Ter handhaving van orde en rust en tot voorkoming van ongelukken is een ieder die daartoe aanzegging gedaan wordt, door of vanwege B en W, verpligt het ter markt gebragte vee of alle andere voorwerpen terstond te verwijderen.

art. 23.

De overtredingen van eene der bepalingen der artt. 20, 21 en 22 worden gestraft met eene geldboete van vier gulden.

Van het vee

art. 24.

Het is verboden
a. eenig vee, hoe ook genaamd, voor zoover daartegen niet is voorzien bij art. 475 no. 10 van het Wetboek van Strafregt, te laten loopen of grazen op gronden bij een ander in gebruik, zonder schriftelijke toestemming van den eigenaar.
b. van den 1 mei tot den 15 augustus van elk jaar te komen met eenig vee op de wegen of voetpaden, lopende door de akker of weivelden, die niet door eenen sloot, hegge of heiningen van de daarnevens liggende gronden of erven zijn afgescheiden
c. eenig vee over andere binnen- of landwegen en voetpaden te leiden of te drijven dan alleen over die, welke naar deze of eene andere gemeente of naar den grond van den eigenaar van het vee loopen, zonder nogthans dat het vee zich mag ophouden om langs de kanten of hagen te kunnen weiden
d.

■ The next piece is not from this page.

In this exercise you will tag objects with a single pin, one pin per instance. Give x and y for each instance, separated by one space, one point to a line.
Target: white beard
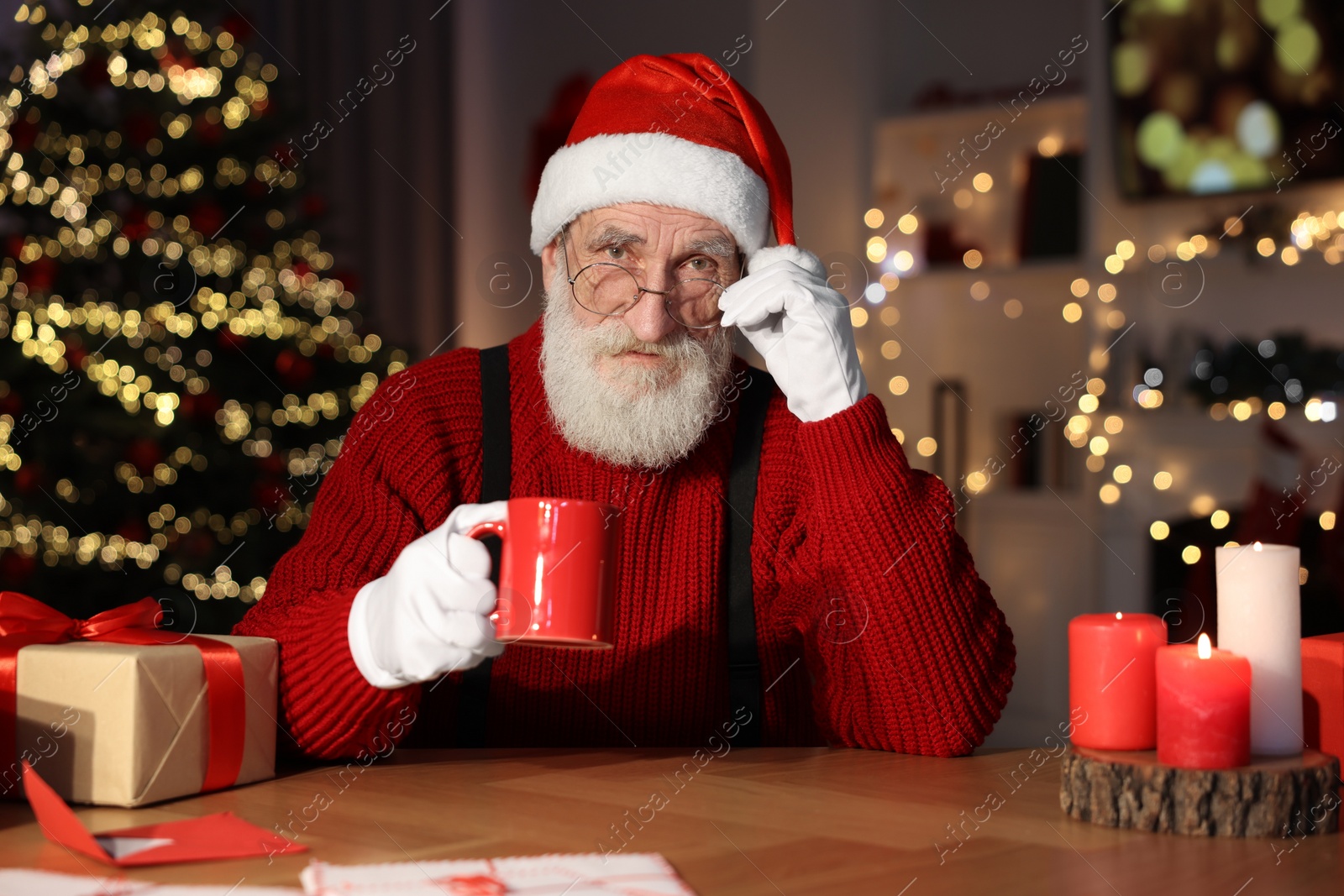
648 417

Hengsten of stieren langs of over openbare wegens anders te drijven dan behoorlijk aan de hand vastgehouden, onder geleide van een of meer daartoe geschikte personen.

art. 25.

Het vee, zonder geleide bevonden op de gemeente of particulieren gronden of openbare wegen en voetpaden, kan worden geschut, in verzekerde bewaring gesteld en voor rekening van den eigenaar onderhouden.

art. 26.

Indien de eigenaar het geschutte vee niet binnen 8 dagen opvordert, brengen B en W, onder opgaaf der kennelijke teekenen van het vee, de schutting ter openbare kennis, door afkondiging in deze en aangrenzende gemeenten en door middel van een in de hoofdplaats der provincie uitgegeven nieuwsblad.

art. 27.

Is binnen 14 dagen na de bekendmaking het geschutte vee niet door den eigenaar of regthebbende gelost wordt het door B en W, na eene zondagsche publicatie van den dag en het uur, in het openbaar aan den meestbiedende om gereed geld verkocht. Uit de kooppenningen worden betaald de boeten voor zooveel die zijn opgelegd, de kosten van stalling en voeder en de kosten van bekendmaking en verkooping. De overblijvende gelden worden in d gemeentekas gestort, zij worden uitgekeerd aan den eigenaar van het verkochte vee indien hij die, binnen den tijd bij de wet op de verjaring bepaald, vordert.

art. 28.

Verschijnt de eigenaar binnen den artt. 26 en 27 vermelden tijd tot lossing van het geschutte vee, wordt dadelijk bij de lossing gevorderd de voldoening der kosten van stalling en voeder en de kosten van bekendmaking in art. 26 bedoeld.

art. 29.

De overtreding van eene der bepalingen van artikel 24 en 24 worden gestraft met een geldboete van:
twee gulden voor elk paard
een gulden voor elk rundbeest, geit, ezel of varken
een gulden voor een schaap en drie gulden voor een kudde schapen
Onverminderd het regt van den eigenaar of gebruiker der gronden tot vergoeding der veroorzaakte schade tegen den overtreder, zullende de boete, wanneer de overtreding des nachts plaats heeft, worden verdubbeld.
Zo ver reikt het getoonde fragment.